Some of them cover common tools (that is, tools you can use on most all vehicles), and some cover special tools (designed for one vehicle, but maybe interchangeable on a few others).
Some are used as a basis of issue (mention ‘em and you can have anything that’s legal), and others aren’t. For those’ that aren’t, the Table of Organization and Equipment (T/O&E) is very often the basis of issue.
These are what we found:
1) Organizational Spare Parts and Equipment (OSPE). These are individual pamphlets for each make and model of vehicle. They tell what tools the vehicle itself carries (first-echelon tools), and what special tools the second .echelon will need to maintain it.
OSPE’s are used as a basis of issue.
2) Tool Sets, Motor Transport (SNL N-19). This one has a tool by-tool listing, with pictures, of everything in the second-echelon unit equipment sets (including the Armored Command sets), plus the hand-tool kits of general automotive mechanics and automotive specialists. It’s good only for identifying the tools in the sets; the basis for requisitioning sets is the company’s T /O&E.
3) Special Tools for Combat Vehicles (SNL G-175). Here’s where you find an ABC list of all tools used by any or all echelons for maintenance of combat vehicles. It has pictures, tells the stock numbers, piece-mark or drawing numbers, and SNL numbers for each and every tool. It is not a basis for issue (use the OSPE instead). Sorry, but there’s no publication like it for transport vehicles at present.
4) Interchangeability Chart of Organizational Special Tools for Combat Vehicles (SNL G-19).
This baby tells you how to save weight in your 2nd-echelon tool load, and at the same time help to avoid tool waste. It’s a cross reference to special tools that can be used on more than one vehicle. For instance, if you already have an idler-wheel puller (41-P-2940800) for maintaining the M12 Gun Motor Carriage, this SNL tells you the same tool will fit 15 other motor buggies. Like G-175, this one is for combat vehicles, and is published for information only. It is not to be used as a basis of requisitioning.
5) Tools, Maintenance, for Repair of Automotive Vehicles (SNL G-27) is a 3rd and 4th-echelon publication, for Ordnance outfits only. It lists their unit-equipment sets, their special tools for component parts of vehicles (such as voltage regulators, brakes, etc.), their special tools for specific makes and models of vehicles, and a few additional kinds of special equipment. This publication is a basis for requisitioning and issue of all special tool sets allowed to Ordnance organizations for maintenance of combat vehicles.
6) Shop SNLs. These give complete tool lists for certain types of shops-all of them Ordnance shops, with the exception of SNL N -23, which covers unit equipment for posts, camps, and stations.
So you see, gentlemen, this is what you will need:
For your vehicle tool set-the OSPE for your vehicle.
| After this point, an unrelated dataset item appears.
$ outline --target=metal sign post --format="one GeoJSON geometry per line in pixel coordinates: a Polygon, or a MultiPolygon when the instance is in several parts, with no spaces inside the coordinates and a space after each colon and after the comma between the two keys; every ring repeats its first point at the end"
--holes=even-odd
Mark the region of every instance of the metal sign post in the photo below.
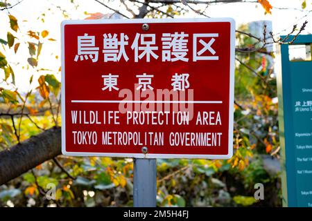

It provides a basis for requisition, and identifies the tools with stock numbers and pictures.
If you have transport vehicles only, you’ll need your organizational T/O&E (as basis for requisitioning unit sets of common tools), SNL N-19 (for details of the tool sets), and each vehicle’s OSPE (as basis for requisitioning special tools).
If you service combat vehicles also, you’ll need in addition to the above, SNL G-175, which gives pictures and full identification of special tools for combat vehicles; and SNL G-19, which gives you the dope on interchangeability.
Ordnance shops will get most of their information from SNL G-27, including the basis of issue for special tools. Basis of issue for unit equipment sets of 3rd and 4th-echelon tools is contained in the organization’s T/O&E, but details of the sets are published in G-27. In addition, you can find pictures of special tools in SNL G-175.
If your outfit is covered by a shop SNL (and they’re rare-but consult the new OFSB 1-1 for the list), that will be your Bible, of course.